MAD IN EUROPE
Angela Demattè: io e la Madonna
La rassegna «Gocce» chiude con Angela Dematté, autrice e interprete di «Mad in Europe», il monologo che le è valso il prestigioso premio Scenario 2015 per la «maturità di scrittura scenica sostenuta dall’invenzione di un personaggio alla deriva e dalla ricerca di una lingua capace di raccontarlo». Sono molti i temi affrontati: la crisi dell’utopia europea, la maternità come esigenza profonda, la ricerca delle proprie radici. A proposito: lei è di Trento, anche se a Varese ha messo su famiglia con Andrea Chiodi.
Angela Dematté, la sua «Mad in Europe» sembra un’opera difficile: ce la spiega?

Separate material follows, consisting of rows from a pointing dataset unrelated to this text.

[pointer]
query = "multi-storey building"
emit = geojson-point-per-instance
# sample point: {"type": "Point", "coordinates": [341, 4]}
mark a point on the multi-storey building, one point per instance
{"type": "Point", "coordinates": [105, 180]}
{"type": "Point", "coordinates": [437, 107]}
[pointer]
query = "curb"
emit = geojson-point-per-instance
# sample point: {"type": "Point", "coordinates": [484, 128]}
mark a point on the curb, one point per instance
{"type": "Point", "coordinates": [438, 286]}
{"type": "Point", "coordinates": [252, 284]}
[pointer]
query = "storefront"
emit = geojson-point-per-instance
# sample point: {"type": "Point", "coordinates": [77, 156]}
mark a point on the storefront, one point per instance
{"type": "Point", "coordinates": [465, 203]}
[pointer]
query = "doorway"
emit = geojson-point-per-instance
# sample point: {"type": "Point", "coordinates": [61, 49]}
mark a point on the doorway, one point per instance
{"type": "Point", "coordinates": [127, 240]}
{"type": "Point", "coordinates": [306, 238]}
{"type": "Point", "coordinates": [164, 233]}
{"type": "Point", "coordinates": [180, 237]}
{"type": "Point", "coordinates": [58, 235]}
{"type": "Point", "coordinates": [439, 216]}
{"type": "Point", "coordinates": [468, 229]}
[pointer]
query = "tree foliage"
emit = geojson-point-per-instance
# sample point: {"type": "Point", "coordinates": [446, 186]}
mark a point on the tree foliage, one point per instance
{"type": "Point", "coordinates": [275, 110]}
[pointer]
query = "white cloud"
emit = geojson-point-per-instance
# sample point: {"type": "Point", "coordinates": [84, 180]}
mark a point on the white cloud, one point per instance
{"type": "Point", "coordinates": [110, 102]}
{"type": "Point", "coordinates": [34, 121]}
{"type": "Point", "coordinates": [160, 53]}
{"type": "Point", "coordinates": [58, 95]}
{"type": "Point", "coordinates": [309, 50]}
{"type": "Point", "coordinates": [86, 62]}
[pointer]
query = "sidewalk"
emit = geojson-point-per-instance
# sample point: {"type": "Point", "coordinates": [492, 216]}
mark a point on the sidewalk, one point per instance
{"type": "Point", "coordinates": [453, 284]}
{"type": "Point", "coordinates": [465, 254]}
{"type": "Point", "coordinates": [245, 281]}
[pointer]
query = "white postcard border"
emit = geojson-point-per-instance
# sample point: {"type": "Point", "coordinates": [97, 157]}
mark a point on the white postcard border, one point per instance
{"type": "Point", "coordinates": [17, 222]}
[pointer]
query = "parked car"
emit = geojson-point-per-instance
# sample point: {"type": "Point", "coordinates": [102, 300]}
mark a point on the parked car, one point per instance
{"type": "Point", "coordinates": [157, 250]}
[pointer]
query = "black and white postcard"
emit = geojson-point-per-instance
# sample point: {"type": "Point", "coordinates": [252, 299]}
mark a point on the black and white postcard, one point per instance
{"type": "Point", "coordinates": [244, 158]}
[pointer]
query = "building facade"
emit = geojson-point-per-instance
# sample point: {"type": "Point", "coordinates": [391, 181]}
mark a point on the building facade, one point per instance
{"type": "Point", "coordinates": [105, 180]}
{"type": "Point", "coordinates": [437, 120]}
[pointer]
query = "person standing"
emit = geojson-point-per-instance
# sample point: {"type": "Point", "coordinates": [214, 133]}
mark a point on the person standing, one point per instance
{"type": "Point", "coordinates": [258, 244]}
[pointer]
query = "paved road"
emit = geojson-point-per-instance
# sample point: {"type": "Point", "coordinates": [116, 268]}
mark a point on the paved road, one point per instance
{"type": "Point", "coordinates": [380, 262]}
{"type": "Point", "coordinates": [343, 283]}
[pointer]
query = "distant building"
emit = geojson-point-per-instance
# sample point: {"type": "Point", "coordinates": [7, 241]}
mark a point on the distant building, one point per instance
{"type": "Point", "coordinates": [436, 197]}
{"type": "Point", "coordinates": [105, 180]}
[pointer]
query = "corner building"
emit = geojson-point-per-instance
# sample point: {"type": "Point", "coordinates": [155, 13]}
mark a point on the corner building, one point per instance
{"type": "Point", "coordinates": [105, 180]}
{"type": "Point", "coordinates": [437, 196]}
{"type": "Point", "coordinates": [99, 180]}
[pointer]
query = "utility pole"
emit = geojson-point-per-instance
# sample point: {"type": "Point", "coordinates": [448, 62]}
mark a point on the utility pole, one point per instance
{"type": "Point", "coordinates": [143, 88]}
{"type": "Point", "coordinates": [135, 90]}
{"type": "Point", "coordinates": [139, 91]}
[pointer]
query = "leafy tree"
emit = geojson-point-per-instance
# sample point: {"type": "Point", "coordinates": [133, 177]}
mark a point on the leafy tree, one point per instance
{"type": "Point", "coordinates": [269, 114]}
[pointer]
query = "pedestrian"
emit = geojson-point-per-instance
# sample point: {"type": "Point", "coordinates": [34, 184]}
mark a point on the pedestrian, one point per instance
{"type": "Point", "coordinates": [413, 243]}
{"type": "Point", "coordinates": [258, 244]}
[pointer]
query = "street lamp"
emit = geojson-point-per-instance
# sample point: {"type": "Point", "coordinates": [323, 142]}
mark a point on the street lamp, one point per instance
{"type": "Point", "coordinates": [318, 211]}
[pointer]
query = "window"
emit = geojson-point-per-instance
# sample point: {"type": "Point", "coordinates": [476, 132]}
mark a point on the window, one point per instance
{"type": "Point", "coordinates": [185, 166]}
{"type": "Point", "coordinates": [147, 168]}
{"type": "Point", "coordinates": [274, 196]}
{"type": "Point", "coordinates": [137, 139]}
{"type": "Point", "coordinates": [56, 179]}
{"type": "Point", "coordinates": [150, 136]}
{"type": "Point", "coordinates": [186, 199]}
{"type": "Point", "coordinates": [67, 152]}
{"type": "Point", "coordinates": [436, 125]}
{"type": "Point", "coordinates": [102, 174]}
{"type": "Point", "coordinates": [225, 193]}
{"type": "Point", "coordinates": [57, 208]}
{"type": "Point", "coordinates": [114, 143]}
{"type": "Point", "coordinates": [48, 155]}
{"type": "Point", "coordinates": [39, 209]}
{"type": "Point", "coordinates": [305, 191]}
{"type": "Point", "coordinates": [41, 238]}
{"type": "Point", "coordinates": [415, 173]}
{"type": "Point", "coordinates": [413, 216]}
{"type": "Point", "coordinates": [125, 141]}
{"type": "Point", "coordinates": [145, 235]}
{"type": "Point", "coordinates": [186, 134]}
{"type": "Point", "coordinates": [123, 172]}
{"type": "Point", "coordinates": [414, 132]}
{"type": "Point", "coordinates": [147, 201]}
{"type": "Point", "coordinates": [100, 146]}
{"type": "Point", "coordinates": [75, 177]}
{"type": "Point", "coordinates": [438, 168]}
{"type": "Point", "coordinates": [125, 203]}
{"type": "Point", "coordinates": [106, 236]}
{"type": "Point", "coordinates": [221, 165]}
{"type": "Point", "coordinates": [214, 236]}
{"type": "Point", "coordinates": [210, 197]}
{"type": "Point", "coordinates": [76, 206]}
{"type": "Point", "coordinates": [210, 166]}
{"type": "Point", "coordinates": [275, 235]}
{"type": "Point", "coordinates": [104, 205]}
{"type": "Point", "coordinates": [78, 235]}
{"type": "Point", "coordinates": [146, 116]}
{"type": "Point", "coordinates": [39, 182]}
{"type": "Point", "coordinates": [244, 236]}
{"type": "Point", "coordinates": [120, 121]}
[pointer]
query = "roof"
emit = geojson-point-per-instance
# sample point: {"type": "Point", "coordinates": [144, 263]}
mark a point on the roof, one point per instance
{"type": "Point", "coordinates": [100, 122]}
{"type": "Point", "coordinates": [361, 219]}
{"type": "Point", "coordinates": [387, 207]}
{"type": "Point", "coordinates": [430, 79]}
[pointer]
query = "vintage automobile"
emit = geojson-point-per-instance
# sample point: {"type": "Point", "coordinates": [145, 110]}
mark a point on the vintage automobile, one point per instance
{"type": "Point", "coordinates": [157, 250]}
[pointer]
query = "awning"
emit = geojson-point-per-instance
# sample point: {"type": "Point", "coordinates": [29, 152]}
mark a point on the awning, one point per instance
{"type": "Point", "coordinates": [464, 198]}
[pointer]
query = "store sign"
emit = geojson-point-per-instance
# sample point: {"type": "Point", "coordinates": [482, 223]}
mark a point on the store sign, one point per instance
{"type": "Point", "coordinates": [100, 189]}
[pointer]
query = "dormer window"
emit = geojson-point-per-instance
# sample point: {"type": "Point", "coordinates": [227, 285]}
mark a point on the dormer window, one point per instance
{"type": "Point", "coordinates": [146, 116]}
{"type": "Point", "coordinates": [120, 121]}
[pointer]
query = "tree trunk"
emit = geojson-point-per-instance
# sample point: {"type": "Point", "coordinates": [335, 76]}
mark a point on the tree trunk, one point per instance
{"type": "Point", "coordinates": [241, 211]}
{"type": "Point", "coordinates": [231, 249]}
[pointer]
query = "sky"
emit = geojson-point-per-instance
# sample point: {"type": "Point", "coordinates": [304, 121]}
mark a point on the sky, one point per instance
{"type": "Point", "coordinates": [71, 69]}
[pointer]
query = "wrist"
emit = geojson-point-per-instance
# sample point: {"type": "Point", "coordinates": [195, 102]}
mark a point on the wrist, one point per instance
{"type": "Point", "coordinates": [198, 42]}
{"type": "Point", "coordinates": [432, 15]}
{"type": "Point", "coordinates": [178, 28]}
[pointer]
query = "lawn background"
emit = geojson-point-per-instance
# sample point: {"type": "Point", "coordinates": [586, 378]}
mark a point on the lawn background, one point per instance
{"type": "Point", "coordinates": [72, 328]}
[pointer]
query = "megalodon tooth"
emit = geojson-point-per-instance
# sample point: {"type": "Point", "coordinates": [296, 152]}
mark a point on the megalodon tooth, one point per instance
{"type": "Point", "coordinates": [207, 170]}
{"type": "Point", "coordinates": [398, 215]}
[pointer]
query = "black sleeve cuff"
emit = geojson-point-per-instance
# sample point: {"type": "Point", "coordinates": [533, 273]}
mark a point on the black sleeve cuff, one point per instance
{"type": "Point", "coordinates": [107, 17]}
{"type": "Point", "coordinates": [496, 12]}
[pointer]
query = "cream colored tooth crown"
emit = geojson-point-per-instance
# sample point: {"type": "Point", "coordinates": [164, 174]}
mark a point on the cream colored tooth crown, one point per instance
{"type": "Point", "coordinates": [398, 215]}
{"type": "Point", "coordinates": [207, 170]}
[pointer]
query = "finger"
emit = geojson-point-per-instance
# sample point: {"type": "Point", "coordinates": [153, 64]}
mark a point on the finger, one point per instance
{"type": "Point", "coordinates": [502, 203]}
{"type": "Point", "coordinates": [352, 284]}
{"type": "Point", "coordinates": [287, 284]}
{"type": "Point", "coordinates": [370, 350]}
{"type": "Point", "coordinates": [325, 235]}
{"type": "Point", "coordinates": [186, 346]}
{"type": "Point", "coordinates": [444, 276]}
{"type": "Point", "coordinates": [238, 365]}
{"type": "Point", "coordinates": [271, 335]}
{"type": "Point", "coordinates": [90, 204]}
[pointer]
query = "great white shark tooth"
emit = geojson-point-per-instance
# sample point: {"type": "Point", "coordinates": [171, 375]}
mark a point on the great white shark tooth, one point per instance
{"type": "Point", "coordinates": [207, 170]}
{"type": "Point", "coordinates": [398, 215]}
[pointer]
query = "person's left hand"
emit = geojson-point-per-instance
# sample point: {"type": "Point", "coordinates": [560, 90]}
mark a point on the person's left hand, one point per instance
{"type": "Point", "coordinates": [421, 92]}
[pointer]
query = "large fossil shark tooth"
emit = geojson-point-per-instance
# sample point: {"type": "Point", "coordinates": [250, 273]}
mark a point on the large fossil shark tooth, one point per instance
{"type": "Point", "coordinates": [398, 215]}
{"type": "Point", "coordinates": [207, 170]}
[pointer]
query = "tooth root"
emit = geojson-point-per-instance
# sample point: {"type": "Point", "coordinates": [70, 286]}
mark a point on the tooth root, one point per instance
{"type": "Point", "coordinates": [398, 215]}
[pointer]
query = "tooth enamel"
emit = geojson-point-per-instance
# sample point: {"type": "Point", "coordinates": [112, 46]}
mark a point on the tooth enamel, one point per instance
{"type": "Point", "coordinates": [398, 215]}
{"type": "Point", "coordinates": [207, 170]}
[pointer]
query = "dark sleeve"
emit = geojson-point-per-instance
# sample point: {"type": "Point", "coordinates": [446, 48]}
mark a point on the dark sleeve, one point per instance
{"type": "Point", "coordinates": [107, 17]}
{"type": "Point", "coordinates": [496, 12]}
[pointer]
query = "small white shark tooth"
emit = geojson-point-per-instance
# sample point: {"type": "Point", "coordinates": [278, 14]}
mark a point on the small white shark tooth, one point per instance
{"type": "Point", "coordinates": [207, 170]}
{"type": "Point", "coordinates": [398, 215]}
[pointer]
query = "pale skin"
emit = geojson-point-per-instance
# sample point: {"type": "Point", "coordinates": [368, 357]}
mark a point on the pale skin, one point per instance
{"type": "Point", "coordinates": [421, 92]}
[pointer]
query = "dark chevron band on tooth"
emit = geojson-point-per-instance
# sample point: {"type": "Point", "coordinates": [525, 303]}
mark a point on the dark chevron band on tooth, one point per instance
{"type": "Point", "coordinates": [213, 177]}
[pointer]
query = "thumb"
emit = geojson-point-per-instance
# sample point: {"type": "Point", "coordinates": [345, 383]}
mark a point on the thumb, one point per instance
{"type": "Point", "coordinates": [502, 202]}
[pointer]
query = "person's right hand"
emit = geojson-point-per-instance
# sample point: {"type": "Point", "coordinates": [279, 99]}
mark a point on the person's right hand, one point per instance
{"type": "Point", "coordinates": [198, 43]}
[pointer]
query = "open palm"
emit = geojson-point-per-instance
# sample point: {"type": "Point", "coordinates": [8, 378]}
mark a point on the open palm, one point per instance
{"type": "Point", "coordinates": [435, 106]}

«Non è così complicato: io sono una donna che racconta la storia di un’altra donna, Mad, che ha deciso di imparare le lingue principali dell’Europa, inglese, francese, spagnolo e tedesco, e di dimenticare la sua matrice, esprimendosi con un pasticcio linguistico. Mentre ricorda chi è, ricomincia a parlare con il suo dialetto (il trentino), che impasta con le altre lingue. Per questo mia sorella gemella ha dato il sottotitolo Uno spettacolo in lingua originale».
La sua «trentinità», il suo legame alle origini, caratterizza molti suoi spettacoli.
«Non sono una fanatica del dialetto, però quella è la mia origine e non sono riuscita a non usarlo. Noi trentini ce ne vergogniamo, non succederebbe mai a un napoletano o un veneto. Indagherò».
Mad può signifare madre, ma anche matto, o una sintesi di Angela Demattè: chi è Mad?
«Mad anche come Madonna, perché credo che l’Europa di oggi debba riscoprire la sua matrice/eredità giudaico-cristiana, che sembra un tabù di cui vergognarsi, come fa Mad del suo dialetto. Si nasce sempre da qualche parte e bisogna accettarlo. Non so - me lo chiedo a cosa possa portare la liquidità dell’identità che caratterizza questo post-moderno indefinibile».
In tutta questa confusione, la maternità.
«Mentre scrivevo Mad sono rimasta incinta del mio secondo figlio, i 20 minuti di spettacolo per il premio Scenario li ho fatti che era nato da un mese, me lo teneva la costumista. Questo ha cambiato tutto: ero partita dalla mia rabbia verso l’Europa che censura la madre per eccellenza, la Madonna. La maternità che Mad non vuole, ma alla fine accetta, le fa riscoprire le sue radici, perché la lingua è la prima cosa che insegniamo ai nostri figli e da quella non si scappa. Allora ho voluto dare un messaggio di speranza: un essere che nasce fa rinascere la parola come senso della vita, cuce il dialetto alla lingua. Mad lo impara, succederà anche all’Europa di cui è simbolo?».
Giovedì 12 maggio al teatro Nuovo di Varese, via dei Mille 39, ore 21, 15/10 euro, 0332.237325.